Nonetheless my boot slid into the barbed wire and the metal thorns pierced the fabric of my uniform. As I pulled my leg free, the cloth tore along with the flesh beneath it. I was aware of the pain and knew I was badly scratched but in the heat of the action my body was able to ignore it, the way a fighting man can ignore the loss of a limb until he collapses dead at the end of a battle.
I scuttled up the barrier, aware of the sounds of fighting from below. I tried to calculate how far I had come. I was perhaps at the entrance to the Bazaar now, almost back where I started. I did not want to stick my head over the top and get it blown away so I inspected the cut in my leg for a moment, then glanced out into no-man’s-land. Billows of poisonous mist covered it, rolling slowly in my direction. I prayed that when it reached me I did not absorb any of its venom through my open wound.
Where the mists parted I could see piles of corpses, where the heretics had been mown down.

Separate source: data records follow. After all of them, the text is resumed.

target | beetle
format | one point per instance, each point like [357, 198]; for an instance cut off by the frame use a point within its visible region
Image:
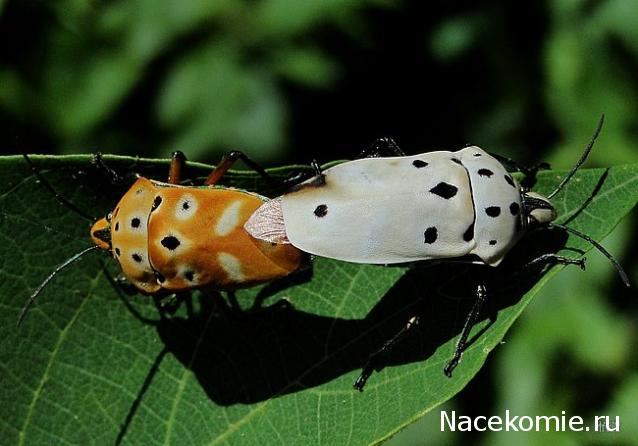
[169, 238]
[460, 206]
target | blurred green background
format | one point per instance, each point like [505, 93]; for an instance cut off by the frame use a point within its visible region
[287, 81]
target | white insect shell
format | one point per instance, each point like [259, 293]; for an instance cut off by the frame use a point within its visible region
[401, 209]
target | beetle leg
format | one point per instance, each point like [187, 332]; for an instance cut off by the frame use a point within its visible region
[470, 320]
[554, 258]
[178, 162]
[114, 178]
[384, 144]
[226, 163]
[388, 345]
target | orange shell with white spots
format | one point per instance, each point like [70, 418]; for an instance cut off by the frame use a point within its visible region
[177, 238]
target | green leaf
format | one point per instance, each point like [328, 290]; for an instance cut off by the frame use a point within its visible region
[94, 362]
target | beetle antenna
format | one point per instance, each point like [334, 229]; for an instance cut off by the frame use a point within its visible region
[599, 247]
[582, 159]
[46, 281]
[62, 200]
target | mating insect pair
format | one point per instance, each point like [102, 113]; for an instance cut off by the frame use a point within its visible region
[461, 206]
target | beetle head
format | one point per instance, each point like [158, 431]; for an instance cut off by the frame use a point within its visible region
[537, 210]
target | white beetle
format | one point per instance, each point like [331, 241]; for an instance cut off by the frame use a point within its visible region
[462, 206]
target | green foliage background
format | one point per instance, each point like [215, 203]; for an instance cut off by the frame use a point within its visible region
[288, 81]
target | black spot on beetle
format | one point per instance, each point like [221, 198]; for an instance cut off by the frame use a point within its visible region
[430, 235]
[321, 210]
[485, 172]
[468, 235]
[493, 211]
[156, 202]
[444, 190]
[160, 278]
[170, 242]
[515, 208]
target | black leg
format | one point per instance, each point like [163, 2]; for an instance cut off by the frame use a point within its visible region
[226, 163]
[373, 361]
[384, 144]
[470, 320]
[114, 177]
[546, 259]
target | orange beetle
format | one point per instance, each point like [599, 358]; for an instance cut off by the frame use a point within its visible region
[168, 237]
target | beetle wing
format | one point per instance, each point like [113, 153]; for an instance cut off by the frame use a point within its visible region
[497, 201]
[384, 210]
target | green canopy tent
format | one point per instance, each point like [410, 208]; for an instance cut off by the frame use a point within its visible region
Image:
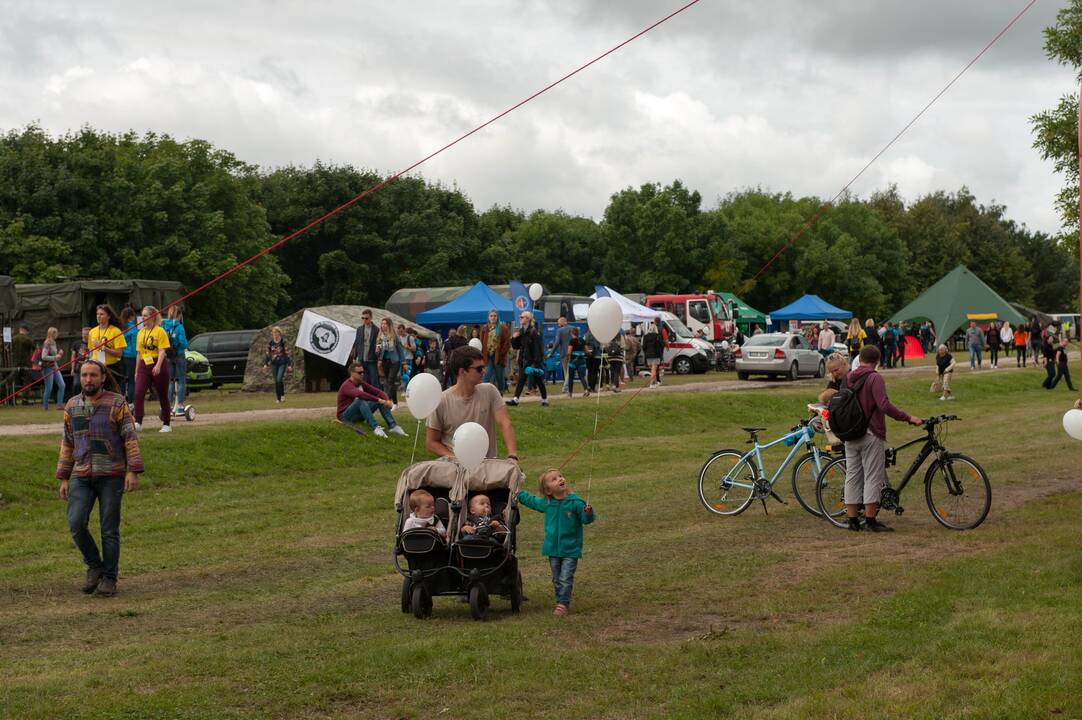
[959, 297]
[744, 314]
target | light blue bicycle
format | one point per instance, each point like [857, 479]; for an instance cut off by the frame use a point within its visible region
[730, 480]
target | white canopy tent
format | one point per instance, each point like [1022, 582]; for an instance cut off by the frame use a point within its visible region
[632, 311]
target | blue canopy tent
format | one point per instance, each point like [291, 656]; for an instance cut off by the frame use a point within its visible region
[471, 308]
[809, 308]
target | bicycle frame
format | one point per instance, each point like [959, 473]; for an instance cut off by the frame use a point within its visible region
[803, 433]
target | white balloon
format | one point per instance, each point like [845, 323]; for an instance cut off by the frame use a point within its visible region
[471, 445]
[605, 318]
[423, 394]
[1072, 423]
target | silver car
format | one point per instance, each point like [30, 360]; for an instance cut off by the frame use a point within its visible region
[779, 354]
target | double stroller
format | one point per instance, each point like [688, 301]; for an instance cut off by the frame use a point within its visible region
[475, 565]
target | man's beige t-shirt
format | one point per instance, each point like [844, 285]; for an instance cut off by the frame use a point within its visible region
[454, 410]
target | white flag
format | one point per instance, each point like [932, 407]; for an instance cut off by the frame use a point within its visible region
[327, 338]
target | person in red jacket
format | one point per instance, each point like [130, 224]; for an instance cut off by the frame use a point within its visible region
[866, 458]
[356, 400]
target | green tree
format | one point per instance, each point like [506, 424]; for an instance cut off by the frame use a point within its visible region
[1057, 129]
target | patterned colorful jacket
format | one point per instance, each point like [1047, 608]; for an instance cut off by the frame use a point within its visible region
[100, 439]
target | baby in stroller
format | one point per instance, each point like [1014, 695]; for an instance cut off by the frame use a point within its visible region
[423, 513]
[480, 524]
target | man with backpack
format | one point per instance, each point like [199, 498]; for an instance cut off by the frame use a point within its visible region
[857, 416]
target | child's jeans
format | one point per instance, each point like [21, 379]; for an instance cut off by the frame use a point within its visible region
[563, 577]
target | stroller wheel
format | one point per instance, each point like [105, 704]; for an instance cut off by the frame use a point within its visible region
[407, 591]
[478, 602]
[516, 593]
[421, 602]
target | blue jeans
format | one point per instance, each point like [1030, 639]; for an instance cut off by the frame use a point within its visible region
[53, 377]
[279, 379]
[361, 409]
[179, 372]
[563, 577]
[82, 492]
[493, 374]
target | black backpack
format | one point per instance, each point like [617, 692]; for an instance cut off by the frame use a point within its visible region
[846, 417]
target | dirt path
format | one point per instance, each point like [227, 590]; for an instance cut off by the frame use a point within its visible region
[278, 415]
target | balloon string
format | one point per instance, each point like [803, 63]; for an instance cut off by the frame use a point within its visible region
[417, 435]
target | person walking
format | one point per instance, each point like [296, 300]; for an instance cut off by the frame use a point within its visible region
[1036, 338]
[563, 343]
[994, 340]
[50, 369]
[975, 342]
[654, 349]
[527, 341]
[1020, 343]
[392, 355]
[1006, 338]
[496, 344]
[865, 458]
[364, 348]
[152, 367]
[99, 461]
[173, 325]
[107, 341]
[1063, 369]
[278, 362]
[855, 337]
[128, 355]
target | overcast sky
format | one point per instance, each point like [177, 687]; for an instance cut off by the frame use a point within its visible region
[782, 94]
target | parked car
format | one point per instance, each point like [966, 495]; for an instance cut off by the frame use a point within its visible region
[227, 353]
[199, 371]
[776, 354]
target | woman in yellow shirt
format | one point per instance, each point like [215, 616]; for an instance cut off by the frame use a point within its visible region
[152, 367]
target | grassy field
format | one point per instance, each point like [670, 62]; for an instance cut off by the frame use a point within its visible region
[256, 581]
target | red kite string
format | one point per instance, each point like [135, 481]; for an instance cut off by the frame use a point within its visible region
[385, 182]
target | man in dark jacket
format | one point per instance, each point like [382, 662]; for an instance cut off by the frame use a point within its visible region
[865, 458]
[527, 341]
[364, 348]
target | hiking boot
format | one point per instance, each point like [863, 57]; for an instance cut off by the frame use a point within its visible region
[108, 587]
[93, 579]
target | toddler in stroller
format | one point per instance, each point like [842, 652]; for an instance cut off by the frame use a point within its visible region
[462, 565]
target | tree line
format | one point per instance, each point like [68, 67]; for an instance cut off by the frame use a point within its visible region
[91, 204]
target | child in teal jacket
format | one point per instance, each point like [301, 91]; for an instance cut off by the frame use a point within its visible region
[565, 513]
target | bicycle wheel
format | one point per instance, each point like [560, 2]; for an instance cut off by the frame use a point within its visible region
[958, 492]
[805, 473]
[830, 493]
[726, 483]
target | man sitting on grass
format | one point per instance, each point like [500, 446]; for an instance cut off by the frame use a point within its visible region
[356, 401]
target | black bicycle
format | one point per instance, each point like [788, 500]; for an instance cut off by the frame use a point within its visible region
[955, 486]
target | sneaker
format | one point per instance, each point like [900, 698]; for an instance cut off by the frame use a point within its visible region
[93, 579]
[108, 587]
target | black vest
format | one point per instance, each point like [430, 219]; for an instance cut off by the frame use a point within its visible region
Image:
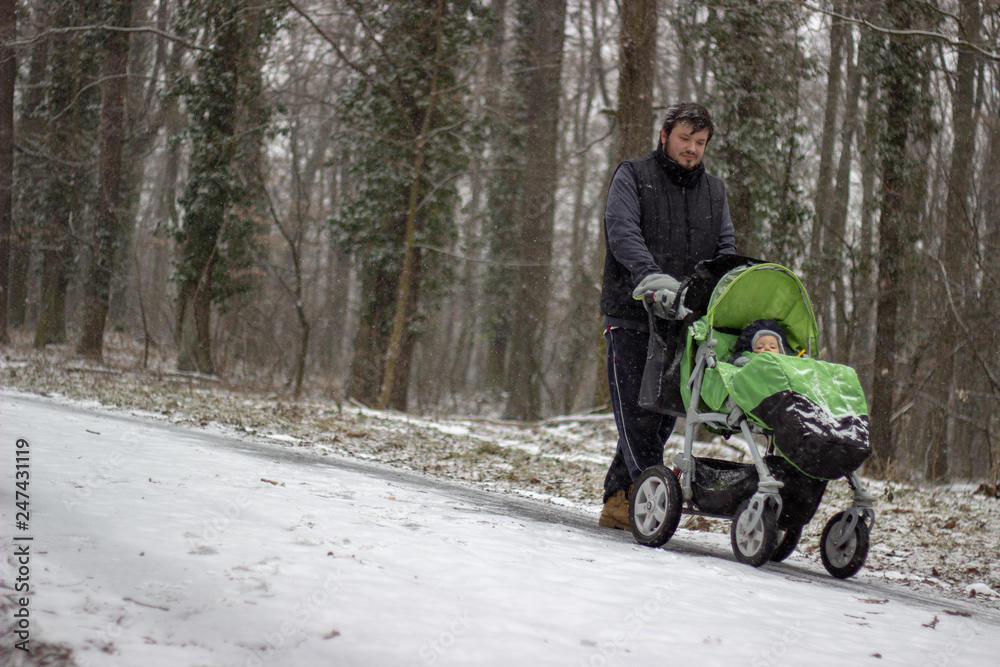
[680, 224]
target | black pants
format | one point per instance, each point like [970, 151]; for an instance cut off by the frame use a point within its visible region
[642, 434]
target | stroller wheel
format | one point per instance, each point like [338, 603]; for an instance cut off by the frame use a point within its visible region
[654, 507]
[788, 539]
[754, 545]
[847, 559]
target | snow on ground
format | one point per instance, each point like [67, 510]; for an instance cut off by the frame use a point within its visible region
[162, 544]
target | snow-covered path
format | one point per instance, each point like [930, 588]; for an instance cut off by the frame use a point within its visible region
[155, 545]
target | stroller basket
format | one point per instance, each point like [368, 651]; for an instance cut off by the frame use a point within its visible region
[719, 486]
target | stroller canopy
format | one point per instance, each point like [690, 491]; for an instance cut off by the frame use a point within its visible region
[764, 291]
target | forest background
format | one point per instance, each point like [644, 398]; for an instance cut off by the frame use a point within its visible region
[401, 202]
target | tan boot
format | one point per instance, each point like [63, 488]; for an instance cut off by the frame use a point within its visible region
[615, 512]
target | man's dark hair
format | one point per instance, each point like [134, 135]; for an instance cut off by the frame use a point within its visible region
[689, 113]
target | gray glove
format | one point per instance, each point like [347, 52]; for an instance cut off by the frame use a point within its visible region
[662, 301]
[655, 282]
[663, 290]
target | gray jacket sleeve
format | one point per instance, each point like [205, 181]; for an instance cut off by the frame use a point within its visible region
[621, 220]
[727, 234]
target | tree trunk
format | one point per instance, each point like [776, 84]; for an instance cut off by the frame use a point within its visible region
[539, 86]
[406, 277]
[820, 244]
[636, 71]
[8, 75]
[502, 198]
[958, 261]
[108, 230]
[901, 75]
[839, 204]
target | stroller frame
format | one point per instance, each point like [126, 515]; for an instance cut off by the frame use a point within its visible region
[754, 531]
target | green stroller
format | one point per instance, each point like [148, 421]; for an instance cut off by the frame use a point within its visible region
[812, 414]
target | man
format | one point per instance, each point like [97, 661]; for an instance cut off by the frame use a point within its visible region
[664, 215]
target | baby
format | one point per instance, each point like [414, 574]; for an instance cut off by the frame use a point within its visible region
[759, 336]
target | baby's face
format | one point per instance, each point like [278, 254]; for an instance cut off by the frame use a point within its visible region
[767, 344]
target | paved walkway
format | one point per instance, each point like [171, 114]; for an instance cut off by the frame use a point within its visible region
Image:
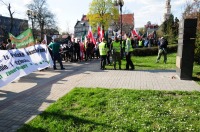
[28, 96]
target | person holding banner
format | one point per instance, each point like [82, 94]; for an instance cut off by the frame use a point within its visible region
[9, 44]
[55, 47]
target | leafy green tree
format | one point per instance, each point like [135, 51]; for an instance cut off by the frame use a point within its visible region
[45, 18]
[102, 12]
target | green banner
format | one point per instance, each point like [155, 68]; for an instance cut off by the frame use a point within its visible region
[25, 39]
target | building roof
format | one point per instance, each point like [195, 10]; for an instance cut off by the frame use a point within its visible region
[84, 18]
[128, 19]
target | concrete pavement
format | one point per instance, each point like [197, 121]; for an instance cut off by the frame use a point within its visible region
[25, 98]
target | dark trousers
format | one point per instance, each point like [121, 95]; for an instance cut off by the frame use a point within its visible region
[103, 61]
[129, 62]
[56, 56]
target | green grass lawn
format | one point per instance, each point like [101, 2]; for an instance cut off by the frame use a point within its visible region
[149, 63]
[120, 110]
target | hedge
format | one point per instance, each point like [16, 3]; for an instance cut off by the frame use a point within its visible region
[148, 51]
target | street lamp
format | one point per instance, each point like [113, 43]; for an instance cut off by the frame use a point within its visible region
[32, 16]
[121, 3]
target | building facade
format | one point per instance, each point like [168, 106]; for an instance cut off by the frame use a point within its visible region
[19, 25]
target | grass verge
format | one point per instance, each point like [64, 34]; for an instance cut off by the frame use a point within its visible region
[120, 110]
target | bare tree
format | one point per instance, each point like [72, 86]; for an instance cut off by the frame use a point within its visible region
[45, 19]
[11, 16]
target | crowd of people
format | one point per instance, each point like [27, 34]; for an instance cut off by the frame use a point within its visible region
[73, 50]
[7, 45]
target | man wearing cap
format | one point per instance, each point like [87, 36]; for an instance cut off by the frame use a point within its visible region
[128, 50]
[116, 54]
[103, 53]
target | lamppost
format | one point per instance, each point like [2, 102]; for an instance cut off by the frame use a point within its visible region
[32, 16]
[121, 3]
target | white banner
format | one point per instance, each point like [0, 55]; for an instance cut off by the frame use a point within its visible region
[21, 62]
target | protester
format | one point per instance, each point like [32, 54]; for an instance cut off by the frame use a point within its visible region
[128, 50]
[109, 51]
[103, 53]
[89, 46]
[77, 50]
[82, 50]
[9, 44]
[55, 47]
[140, 43]
[162, 50]
[116, 52]
[3, 46]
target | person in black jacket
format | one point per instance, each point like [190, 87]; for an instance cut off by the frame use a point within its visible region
[162, 50]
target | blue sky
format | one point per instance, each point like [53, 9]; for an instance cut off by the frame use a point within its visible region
[67, 12]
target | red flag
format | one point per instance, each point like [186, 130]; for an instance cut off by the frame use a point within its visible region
[90, 35]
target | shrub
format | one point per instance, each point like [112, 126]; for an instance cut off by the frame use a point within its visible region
[153, 50]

It did not seem to have mattered to them. They had come on anyway, rolling forward in a massive wave, as if their lives meant nothing to them. They were expendable: a mere distraction while another more subtle assault had flowed over our position.
I pulled out the periscope and raised it over the parapet, from the wrong side this time. Down in the trench I caught sight of a green-uniformed Lion Guard squad locked in battle with the cultists. I could see Ivan, his mechanical arm covered in blood, brandishing the severed head of a heretic. It looked like he had pulled it clean from the neck. Anton knelt beside him and calmly snapped shots off with his sniper rifle. I could tell from his stance that he was filled with tension and excitement.
I twisted the periscope and saw a horde of heretics rushing towards them along the trench. I pulled out another grenade, lobbed it and crawled back along the brow of the parapet, tossing more grenades as I went. The enemy were so packed in that part of the trench that I could not miss. Gobbets of flesh and fountains of blood spattered me in the wake of the explosions. I kept tossing grenades. I had run out of explosives but I still had the phosphorescents so I lobbed them in as well. Even through the filters of my rebreather I thought I smelt the stench of burning, rotting flesh. I told myself it was my imagination.
A chain of explosions thundered and a line of fire filled the trench. Either I had hit a fuel dump or some of the heretics had been carrying something incendiary and I had set it off. No matter, the results were gratifying. I made my way back along the trench line for the fourth time. Black clouds emerged from it and the sound of shooting had stopped.
‘Ivan!’ I bellowed. ‘Anton! Can you hear me?’
‘Is that you, Leo?’ Anton replied.
‘No! It’s my ghost! What do you think?’
‘It has to be him,’ I heard Anton say. ‘It’s too sarky to be anybody else.’
‘I’m going to stick my head above the parapet now! Try not to blow it off!’
I extended the shotgun above my head with both hands. I figured that if someone was going to shoot me it would be better to lose a hand.